Flashlights in Dark Rooms: Conquering Fear Through Reading

When I was younger, I brought books with me everywhere I went. In the fourth grade, when all of my friends were playing baseball, and I thought it would be a wise decision to join up, I soon discovered that I was one of the worst players on the team. I played a lot of deep left field. I, of course, didn’t know at the time that being put in left field was the coach’s nice way of saying, “Hey, kid, maybe baseball’s not your sport.” Some part of me must have known my heart wasn’t in it, because I started bringing books to games with me, and I’d read chapters from Michael Crichton’s Jurassic Park while waiting for my turn and inevitable strikeout at bat. My dad caught on to what I was doing, and rightly so, told me I needed to leave my books in the car during games.

I stayed with my dad and stepmom every other weekend, usually making sure to bring enough books along to last the three day stay, but one weekend I finished the book I was reading at the time (most likely Jerry Spinelli’s Maniac Magee), and needed a literary fix.


My dad’s an avid reader, and more specifically an avid reader of Stephen King. Any time King brings out a new book, my dad picks it up. He was even part of the Stephen King Book Club at one point, which meant he didn’t even have to go out and buy a book; they’d just send them as they were released.


The first book I picked up in my dad’s library was Misery. Initially, the cover drew me in: a wheelchair bound Paul Sheldon, head in hand, lost in the looming shadow of Annie Wilkes, while an ominous amount of snow rest packed outside the window.


I flipped to the middle of the book, and read in both horror (fitting as that’s the genre) and fascination as Annie Wilkes attacked an investigating trooper with a cross, and then a riding mower. I remember being scared, but wanting to read further, like when I was younger, working my way through Alan Schwartz’s Scary Stories to Tell in the Dark trilogy;


some of those stories scared the hell out of me, and Stephen Gammel’s accompanying illustrations didn’t help matters (if I knew a particularly frightening picture was coming up on the next page, I’d slide my hand over it real quick so as not to look at it). But I told myself that they were just stories, and these stories in particular had been written with the express purpose of scaring folks. I must have reread the series a dozen times, and each time I read them, my fear diminished, and I was able to appreciate them for what they were: examples of good storytelling. Too, I didn’t have to be afraid because I had become acquainted with the unknown. I’d been put into a dark room, but given a flashlight to illuminate all the things that were hiding. They were still scary, but I didn’t have to be afraid any more.

I have children of my own now, and they too get frightened, especially my eldest, Erp. She’s sensitive to what she hears and/or sees. Sometimes she’ll have a hard time getting to bed at night because of a book she’d flipped through earlier that day. We have conversations with her. Tell her that she needn’t be afraid. That they’re just stories, made up for fun by the author.

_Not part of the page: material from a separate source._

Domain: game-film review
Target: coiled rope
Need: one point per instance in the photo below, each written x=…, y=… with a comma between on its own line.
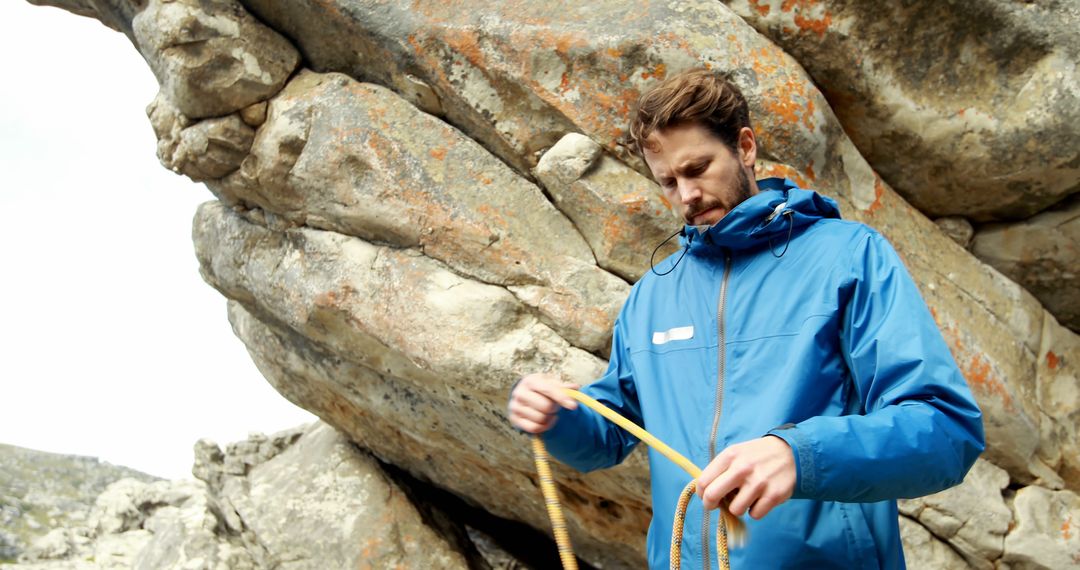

She knows this, but fear is a large entity to wrestle with. Still, she and her younger sister will insist on reading or watching something they know has scary elements. Perhaps part of it is they like being scared, but it falls more into the realm of sacrifice, as if to say, “I know that this is probably going to scare me, but I really like this story, and I want to find out what happens next.”

Last year, I read through Jeff Smith’s Bone saga, a nine-volume graphic novel epic concerning the Bone cousins and their adventures. Recently, I decided that I wanted to read through the series again, but this time with Erp.


This evening, I brought home a copy of volume one, Out From Boneville for her. She was having a bath at the time, and when I held the book aloft, she began clapping her hands, and grinning from ear to ear (her smile’s especially adorable now since she lost her first tooth). She asked if we could start reading it tonight at bedtime. Our youngest, Alp, declined, stating that there were “spooky eyes in the shadows” on the cover. A short while later, my wife and I were downstairs talking about our day and making dinner, when Erp ran into view at the top of the stairs and called me over. She told me how excited she was to read this book, because she thought it might help her not be afraid. Pointing to the cover, she explained she thought there would be scary moments in the book, but that the character (Fone Bone) had a backpack and was on an adventure and that he probably got scared but he kept going. Have to admit, got a bit teary-eyed when she told me this. She came to me on her own, with this speech she’d prepared about being brave, and this small, yet tremendous moment extols the power and importance of reading. That it can encourage a girl, who scares easily, to try and get over her fear by reading about and going through frightening moments with the main character, speaks volumes. And it will go down as one my favorite moments of all time.

Be well. Read to your children. Read to yourself. Shine a flashlight on the scary parts of the room.